I reasonably should fear eye doctors, cos they often led to crushing announcements like, "It’s time to have another surgery!" or, "You’ll be wearing this patch for 4 hours every day for 2 years!" But I’m mostly neutral, because they’re just so… COOL. And I get something at the end. Usually, a sexy new pair of glasses that make me want to wear a pencil skirt and hold a clipboard and sit on desks sexily. And I can see myself THAT MUCH BETTER with my new, non-blurry vision! Win-win!
Ugh but I really have to go now. I don’t want to be late. I need to be EARLY.
I WILL BE EARLY TO SOMETHING FOR THE SECOND TIME IN MY LIFE, DAMN IT.
There’s an alternative to the Puff now! First they put magical eye drops in that numb the shit out of your eyeballs. And they use this – it’s like… a roller ball pen thing that… rolls… onto your eye.

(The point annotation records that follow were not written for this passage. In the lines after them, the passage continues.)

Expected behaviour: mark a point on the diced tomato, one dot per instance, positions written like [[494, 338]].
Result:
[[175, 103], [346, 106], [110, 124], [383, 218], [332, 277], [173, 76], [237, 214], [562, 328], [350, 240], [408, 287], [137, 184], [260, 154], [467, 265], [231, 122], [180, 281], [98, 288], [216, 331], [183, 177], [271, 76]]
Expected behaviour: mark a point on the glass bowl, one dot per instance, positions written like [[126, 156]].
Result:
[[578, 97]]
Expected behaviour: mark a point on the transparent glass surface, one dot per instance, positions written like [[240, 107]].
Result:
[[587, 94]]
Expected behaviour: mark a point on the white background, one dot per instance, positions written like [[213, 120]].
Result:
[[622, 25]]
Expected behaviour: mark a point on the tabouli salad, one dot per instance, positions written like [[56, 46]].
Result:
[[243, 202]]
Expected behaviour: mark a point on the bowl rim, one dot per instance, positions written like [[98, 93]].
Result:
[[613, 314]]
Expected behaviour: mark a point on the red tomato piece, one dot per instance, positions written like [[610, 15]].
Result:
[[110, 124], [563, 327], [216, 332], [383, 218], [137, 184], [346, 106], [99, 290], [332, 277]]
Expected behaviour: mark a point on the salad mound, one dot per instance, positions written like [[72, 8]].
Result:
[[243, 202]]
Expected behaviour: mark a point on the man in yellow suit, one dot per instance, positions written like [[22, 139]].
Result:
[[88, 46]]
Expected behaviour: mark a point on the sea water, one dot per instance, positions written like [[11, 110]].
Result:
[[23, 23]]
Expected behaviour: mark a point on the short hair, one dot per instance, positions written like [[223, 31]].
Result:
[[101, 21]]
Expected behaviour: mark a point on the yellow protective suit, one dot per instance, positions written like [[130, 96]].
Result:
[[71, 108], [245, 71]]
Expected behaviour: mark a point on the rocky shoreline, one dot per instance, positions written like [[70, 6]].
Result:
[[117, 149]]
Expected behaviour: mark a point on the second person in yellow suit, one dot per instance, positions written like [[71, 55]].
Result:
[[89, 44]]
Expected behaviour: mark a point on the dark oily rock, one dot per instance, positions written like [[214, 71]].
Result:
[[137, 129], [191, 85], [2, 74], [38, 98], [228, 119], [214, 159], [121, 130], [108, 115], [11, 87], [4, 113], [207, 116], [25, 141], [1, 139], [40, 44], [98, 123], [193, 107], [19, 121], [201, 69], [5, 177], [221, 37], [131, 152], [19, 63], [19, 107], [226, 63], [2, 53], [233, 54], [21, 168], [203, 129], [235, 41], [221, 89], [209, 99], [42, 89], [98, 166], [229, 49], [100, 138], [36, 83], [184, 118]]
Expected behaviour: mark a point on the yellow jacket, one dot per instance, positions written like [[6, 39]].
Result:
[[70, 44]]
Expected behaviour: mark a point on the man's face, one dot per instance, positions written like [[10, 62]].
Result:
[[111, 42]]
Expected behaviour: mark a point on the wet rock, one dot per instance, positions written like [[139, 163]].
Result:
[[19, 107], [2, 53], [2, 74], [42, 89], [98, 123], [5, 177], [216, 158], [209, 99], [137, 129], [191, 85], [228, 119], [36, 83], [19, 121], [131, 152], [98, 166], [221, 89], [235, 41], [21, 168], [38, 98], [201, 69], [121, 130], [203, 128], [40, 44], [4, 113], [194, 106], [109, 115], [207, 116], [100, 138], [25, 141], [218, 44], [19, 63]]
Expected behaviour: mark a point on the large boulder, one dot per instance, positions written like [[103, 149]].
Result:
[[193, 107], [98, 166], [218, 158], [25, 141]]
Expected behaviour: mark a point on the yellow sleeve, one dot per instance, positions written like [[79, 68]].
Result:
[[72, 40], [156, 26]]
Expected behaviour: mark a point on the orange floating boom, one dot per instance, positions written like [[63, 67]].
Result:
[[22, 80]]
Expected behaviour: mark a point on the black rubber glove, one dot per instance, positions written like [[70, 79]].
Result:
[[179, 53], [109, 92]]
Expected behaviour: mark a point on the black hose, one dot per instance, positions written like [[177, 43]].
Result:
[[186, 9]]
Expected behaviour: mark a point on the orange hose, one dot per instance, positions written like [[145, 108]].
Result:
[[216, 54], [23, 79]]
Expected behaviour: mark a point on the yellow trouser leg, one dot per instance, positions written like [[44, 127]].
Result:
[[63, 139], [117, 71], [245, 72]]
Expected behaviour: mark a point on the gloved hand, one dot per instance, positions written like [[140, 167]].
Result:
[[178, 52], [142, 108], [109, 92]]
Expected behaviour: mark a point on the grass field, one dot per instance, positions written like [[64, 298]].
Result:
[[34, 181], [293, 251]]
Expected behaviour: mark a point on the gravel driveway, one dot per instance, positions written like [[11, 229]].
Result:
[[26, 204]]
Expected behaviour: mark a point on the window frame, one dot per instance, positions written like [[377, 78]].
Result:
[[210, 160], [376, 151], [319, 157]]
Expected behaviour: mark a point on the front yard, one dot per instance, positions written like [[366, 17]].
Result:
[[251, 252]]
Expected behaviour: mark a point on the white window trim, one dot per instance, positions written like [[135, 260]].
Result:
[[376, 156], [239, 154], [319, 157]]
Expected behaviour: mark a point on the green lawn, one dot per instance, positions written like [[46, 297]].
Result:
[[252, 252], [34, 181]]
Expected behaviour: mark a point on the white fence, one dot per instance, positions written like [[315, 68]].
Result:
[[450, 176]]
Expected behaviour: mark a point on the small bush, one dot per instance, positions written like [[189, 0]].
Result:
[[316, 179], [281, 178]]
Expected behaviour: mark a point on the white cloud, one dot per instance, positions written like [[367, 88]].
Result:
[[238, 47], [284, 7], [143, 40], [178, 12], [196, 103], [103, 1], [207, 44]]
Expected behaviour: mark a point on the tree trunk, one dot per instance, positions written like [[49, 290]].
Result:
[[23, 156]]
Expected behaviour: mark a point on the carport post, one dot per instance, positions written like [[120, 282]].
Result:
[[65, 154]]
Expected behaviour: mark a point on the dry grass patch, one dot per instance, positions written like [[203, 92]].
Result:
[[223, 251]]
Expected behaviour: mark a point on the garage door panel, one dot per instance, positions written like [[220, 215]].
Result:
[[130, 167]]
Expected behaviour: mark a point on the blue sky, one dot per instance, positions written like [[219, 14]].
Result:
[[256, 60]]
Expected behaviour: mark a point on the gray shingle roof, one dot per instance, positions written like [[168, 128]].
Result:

It, too, is magical and takes measurements without making you feel like you’re standing in the middle of an air field. In fact – it feels pretty effing cool – ‘specially once the whole exam is done and you’re still sitting there with numb eyeballs. You can see everything, you just can’t feel it. Anyhow, I love that out of everything you’ve had to say in the last month, THIS is what I actually comment on. Cuz it’s, like, mas importante and stuff. Good thing I’m here, eh.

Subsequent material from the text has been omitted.